Mientras contestaba vagamente, sus muñecos le hicieron un pequeño gesto, imperceptible, sólo él lo había notado. Por eso los había traído, para que estando cerca de ella le ayudaran a llevarse algo de esos ojos que lo habían encantado desde que la había conocido. Nadie le había explicado cómo poner esa mirada en su mundo, cómo hacer que se quedara para siempre en sus sueños.

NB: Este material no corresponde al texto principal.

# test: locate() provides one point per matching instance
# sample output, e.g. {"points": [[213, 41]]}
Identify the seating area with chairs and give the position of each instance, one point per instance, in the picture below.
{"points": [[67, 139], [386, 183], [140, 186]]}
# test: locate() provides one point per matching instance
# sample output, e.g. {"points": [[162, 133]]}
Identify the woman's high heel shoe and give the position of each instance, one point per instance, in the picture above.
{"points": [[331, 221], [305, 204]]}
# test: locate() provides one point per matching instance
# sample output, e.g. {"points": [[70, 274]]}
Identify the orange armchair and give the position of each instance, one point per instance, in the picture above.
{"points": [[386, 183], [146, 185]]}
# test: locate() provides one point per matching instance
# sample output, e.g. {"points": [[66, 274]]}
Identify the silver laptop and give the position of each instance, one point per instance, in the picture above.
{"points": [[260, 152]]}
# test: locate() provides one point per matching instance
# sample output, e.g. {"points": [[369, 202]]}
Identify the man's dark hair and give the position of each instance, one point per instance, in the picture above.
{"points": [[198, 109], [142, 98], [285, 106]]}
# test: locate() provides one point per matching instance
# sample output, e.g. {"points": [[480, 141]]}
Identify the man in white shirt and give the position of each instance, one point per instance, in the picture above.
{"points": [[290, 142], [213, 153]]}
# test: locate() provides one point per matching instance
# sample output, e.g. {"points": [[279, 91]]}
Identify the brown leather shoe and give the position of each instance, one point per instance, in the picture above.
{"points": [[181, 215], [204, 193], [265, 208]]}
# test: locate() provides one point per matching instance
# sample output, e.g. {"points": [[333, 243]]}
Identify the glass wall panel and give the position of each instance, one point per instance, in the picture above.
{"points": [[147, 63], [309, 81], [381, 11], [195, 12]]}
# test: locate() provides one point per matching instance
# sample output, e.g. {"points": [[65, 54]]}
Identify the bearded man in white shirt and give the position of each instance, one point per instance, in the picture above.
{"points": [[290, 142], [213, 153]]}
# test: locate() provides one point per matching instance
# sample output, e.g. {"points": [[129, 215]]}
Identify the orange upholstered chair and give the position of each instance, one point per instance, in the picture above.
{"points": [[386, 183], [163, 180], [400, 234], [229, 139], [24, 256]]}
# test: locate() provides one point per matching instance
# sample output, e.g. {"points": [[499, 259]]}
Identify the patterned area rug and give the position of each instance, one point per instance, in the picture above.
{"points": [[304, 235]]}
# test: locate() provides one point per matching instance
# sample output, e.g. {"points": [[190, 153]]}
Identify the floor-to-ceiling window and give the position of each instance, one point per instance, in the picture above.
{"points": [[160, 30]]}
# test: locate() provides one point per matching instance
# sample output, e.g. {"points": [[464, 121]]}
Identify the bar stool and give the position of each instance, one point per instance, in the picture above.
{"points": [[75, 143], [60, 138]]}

Él la recordaba desde hacía meses, pero no lograba retener esa mirada como le hubiera gustado, cuando estaba a punto de lograrlo, se despertaba y venía esa sensación de vacío, de pérdida, de soledad insalvable. Hubiera querido irse al Takarkuna para estar a salvo. Ahora los muñecos del abuelo, sin que nadie lo notara, trabajaban para que esa mirada, esos ojos formaran parte de su mundo y viajaran con él para siempre jamás.

Se fueron quedando solos, ya no se escuchaban las risas en los pasillos, él cantaba una lenta canción de su pueblo, el sueño venía, se confundía con sus manos, con sus ojos, atrapaba a sus pies, se extendía por todo su cuerpo; ya estaba caminando de nuevo por la luna, se deshacía en estelas blancas de luz y sentía que estaba alegre, que cantaba, que ya no tenía ningún peso encima, que podía soñar todos los sueños del mundo. El abuelo le sonreía desde un rincón y sus muñecos lo miraban con cara de complicidad. Se fue deshaciendo, abandonado como cuando era pequeño en brazos de su madre.

En la mañana no quedaba rastro de nadie; despertó, hizo su maleta y decidió escribirle una carta “Mi querida niña…”, el avión comenzaba su aterrizaje.